15.7 Psychotropic medications act on the brain to affect mental processes. Most psychotropic
medications act at neurotransmitter sites. Some bind with postsynaptic receptors, hence
preventing neural transmission. Others increase the action of underactive or depleted
neurotransmitters, often by preventing them from being taken back into the presynaptic
membrane or preventing them from being stored once they do return. Others act at the
intracellular level. Although psychotropic medications have significant (and even life saving)
benefits, they are not without challenge and require professional monitoring because of issues
such side effects, dependence, and addictions.
15.8 Antipsychotic medications inhibit dopamine and are used to treat schizophrenia and other
acute psychotic states. Antidepressant medications increase norepinephrine and/or serotonin
activity and can be useful for treating depression and anxiety disorders, and Lithium (which
likely alters cellular mechanisms) is the treatment of choice for bipolar disorder. Antianxiety
medications called benzodiazepines can be useful for short-term treatment of anxiety
symptoms. Electroconvulsive therapy (ECT), also known as electroshock therapy is currently
used as a last resort in the treatment of severe depression. Another treatment of last resort, now
primarily used for severe cases of obsessive-compulsive disorder, is psychosurgery.
15.9 Pharmacotherapy is essential for some disorders (such as schizophrenia and bipolar
disorder) and can be extremely helpful for others (such as major depression and anxiety
disorders). Relapse rates, however, are high when medication is discontinued, and complete
cures are uncommon for most disorders.
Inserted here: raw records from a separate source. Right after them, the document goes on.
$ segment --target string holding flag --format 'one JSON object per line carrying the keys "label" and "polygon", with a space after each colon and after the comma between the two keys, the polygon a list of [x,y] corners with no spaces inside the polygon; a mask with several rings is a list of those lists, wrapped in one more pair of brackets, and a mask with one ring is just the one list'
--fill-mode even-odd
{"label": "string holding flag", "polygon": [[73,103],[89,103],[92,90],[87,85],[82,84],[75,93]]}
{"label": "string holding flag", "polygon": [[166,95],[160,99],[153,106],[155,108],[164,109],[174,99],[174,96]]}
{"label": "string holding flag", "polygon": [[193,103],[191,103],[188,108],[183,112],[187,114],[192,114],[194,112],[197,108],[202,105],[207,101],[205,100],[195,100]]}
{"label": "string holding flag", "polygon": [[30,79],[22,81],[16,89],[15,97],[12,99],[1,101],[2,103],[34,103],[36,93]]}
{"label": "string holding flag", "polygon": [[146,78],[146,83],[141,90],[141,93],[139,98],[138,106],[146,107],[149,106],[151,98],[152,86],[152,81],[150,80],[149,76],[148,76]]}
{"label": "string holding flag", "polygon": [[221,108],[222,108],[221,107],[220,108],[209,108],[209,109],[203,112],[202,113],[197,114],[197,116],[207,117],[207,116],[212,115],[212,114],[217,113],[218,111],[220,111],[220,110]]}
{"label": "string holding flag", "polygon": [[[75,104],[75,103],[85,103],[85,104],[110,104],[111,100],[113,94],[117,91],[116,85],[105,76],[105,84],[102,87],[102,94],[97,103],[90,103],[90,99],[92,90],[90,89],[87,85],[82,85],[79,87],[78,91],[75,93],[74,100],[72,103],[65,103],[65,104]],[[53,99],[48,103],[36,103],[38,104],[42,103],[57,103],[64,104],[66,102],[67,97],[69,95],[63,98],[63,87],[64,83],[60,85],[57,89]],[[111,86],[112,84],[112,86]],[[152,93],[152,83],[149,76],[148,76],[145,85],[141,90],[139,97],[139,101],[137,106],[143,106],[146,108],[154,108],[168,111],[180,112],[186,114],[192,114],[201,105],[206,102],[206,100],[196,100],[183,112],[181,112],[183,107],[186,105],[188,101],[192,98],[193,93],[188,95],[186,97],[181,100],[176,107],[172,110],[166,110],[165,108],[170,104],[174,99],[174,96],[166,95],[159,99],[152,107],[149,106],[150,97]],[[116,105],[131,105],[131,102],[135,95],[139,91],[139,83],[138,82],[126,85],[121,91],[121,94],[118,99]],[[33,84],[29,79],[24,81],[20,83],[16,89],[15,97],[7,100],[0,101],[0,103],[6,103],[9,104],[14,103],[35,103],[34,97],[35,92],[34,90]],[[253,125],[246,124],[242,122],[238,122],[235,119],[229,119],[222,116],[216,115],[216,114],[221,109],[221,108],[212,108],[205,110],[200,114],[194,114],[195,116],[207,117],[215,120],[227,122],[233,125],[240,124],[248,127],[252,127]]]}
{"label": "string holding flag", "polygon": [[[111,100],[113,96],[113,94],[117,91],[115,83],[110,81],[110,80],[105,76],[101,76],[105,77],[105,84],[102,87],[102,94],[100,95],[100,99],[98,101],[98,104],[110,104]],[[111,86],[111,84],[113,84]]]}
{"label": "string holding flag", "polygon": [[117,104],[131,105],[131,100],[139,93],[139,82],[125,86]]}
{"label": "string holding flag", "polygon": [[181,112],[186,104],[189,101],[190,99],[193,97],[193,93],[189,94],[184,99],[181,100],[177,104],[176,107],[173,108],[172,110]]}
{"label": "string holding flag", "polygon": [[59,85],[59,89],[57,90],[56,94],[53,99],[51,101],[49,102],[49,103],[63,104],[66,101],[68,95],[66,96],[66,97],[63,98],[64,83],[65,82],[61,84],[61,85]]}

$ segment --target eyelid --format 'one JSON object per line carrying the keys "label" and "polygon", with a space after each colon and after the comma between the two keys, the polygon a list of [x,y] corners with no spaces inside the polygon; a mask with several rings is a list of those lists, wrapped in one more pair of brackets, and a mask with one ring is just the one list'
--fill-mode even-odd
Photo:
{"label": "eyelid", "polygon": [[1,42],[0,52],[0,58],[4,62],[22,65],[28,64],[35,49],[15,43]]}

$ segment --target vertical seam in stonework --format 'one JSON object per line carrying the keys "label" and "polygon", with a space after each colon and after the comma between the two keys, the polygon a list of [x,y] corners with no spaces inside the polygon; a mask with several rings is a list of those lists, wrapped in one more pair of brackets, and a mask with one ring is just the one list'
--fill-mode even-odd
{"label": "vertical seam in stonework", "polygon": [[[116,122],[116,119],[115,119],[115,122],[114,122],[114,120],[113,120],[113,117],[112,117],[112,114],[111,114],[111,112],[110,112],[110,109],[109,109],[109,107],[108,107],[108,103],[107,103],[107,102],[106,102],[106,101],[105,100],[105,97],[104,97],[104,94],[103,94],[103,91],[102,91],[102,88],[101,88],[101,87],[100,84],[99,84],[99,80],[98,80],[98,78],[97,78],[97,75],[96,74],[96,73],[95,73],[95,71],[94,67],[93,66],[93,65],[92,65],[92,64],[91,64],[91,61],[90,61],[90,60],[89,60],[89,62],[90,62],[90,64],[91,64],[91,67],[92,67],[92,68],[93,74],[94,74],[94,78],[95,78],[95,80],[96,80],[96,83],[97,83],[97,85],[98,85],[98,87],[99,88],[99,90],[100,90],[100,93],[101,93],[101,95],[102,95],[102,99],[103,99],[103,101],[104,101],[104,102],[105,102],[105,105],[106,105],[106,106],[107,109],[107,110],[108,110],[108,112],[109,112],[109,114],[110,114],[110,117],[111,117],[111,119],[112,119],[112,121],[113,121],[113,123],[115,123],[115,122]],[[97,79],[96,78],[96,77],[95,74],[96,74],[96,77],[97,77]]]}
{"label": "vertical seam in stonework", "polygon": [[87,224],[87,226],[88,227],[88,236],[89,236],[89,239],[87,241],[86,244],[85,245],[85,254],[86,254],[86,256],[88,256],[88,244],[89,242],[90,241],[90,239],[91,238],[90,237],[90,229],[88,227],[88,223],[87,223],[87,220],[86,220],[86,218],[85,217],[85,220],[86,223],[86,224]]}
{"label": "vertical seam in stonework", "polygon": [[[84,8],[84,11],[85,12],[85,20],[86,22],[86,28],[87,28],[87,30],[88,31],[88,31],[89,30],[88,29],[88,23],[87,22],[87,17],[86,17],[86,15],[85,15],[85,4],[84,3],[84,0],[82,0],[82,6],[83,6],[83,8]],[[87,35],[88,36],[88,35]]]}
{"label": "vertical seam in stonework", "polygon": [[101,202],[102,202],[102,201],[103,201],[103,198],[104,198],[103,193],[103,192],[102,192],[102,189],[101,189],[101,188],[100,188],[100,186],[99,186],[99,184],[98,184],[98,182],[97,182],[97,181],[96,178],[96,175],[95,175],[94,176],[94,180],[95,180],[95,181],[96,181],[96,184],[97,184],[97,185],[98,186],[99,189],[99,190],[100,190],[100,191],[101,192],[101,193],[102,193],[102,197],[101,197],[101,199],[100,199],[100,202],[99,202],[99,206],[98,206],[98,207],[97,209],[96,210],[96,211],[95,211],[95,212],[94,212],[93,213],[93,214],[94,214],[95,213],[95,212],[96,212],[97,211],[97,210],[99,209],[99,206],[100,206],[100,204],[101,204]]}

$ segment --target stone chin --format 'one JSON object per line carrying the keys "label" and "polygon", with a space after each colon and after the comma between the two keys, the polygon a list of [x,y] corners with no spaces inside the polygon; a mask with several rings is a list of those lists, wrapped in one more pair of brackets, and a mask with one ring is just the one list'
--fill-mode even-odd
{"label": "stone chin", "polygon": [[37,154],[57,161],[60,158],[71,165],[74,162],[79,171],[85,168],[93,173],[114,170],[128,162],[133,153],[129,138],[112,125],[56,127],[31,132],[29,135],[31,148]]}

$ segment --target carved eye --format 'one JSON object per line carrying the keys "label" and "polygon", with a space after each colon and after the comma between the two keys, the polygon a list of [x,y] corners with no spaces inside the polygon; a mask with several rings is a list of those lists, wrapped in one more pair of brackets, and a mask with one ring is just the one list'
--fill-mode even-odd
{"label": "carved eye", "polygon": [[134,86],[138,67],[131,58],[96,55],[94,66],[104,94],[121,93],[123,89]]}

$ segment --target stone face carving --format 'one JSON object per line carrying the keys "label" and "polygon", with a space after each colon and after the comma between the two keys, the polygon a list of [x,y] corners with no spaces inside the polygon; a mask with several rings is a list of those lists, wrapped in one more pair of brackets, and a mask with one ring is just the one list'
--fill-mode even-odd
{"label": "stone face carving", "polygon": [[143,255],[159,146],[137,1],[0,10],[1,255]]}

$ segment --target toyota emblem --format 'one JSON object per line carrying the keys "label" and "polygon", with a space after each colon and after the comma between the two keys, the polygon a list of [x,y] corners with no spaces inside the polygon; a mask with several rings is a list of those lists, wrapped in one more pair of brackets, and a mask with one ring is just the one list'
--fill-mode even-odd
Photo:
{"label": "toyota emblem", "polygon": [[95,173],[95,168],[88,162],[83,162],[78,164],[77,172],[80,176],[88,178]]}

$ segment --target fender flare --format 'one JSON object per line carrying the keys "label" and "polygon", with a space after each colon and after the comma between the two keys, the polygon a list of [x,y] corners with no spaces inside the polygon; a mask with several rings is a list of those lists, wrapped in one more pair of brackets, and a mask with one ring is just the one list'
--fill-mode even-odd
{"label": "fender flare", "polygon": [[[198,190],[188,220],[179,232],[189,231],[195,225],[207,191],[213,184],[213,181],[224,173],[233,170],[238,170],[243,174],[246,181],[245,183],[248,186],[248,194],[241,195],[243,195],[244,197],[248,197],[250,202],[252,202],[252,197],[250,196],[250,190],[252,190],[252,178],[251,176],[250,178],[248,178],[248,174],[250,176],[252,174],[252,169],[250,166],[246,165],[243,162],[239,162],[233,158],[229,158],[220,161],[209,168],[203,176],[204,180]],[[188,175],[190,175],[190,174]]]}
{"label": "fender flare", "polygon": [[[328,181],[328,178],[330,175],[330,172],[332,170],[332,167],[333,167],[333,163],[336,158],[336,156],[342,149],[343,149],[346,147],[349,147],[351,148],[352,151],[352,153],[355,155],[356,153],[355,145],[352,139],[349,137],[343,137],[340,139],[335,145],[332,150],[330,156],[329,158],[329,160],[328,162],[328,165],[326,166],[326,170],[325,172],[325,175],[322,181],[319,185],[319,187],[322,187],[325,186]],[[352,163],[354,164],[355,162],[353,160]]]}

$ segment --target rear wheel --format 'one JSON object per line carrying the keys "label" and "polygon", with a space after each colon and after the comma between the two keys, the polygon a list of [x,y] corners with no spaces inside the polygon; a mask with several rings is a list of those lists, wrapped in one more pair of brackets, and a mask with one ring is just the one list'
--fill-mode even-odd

Research using meta-analysis has found that all
therapies are relatively effective (have significant benefits compared to non-therapy controls),
and efficacy studies have shown the most successful treatments thus far being cognitivebehavioral treatments for anxiety disorders. An important distinction is between efficacy studies
that assess treatment outcome under controlled experimental conditions and more controversial
effectiveness studies that assess treatment as practiced by clinicians under less controlled
conditions. Research shows a positive relationship between client’s satisfaction and length of
therapy. Long-term therapies may be the most useful for therapies involving multiple symptoms
or interpersonal patterns (which can take significant time to identify, let alone alter).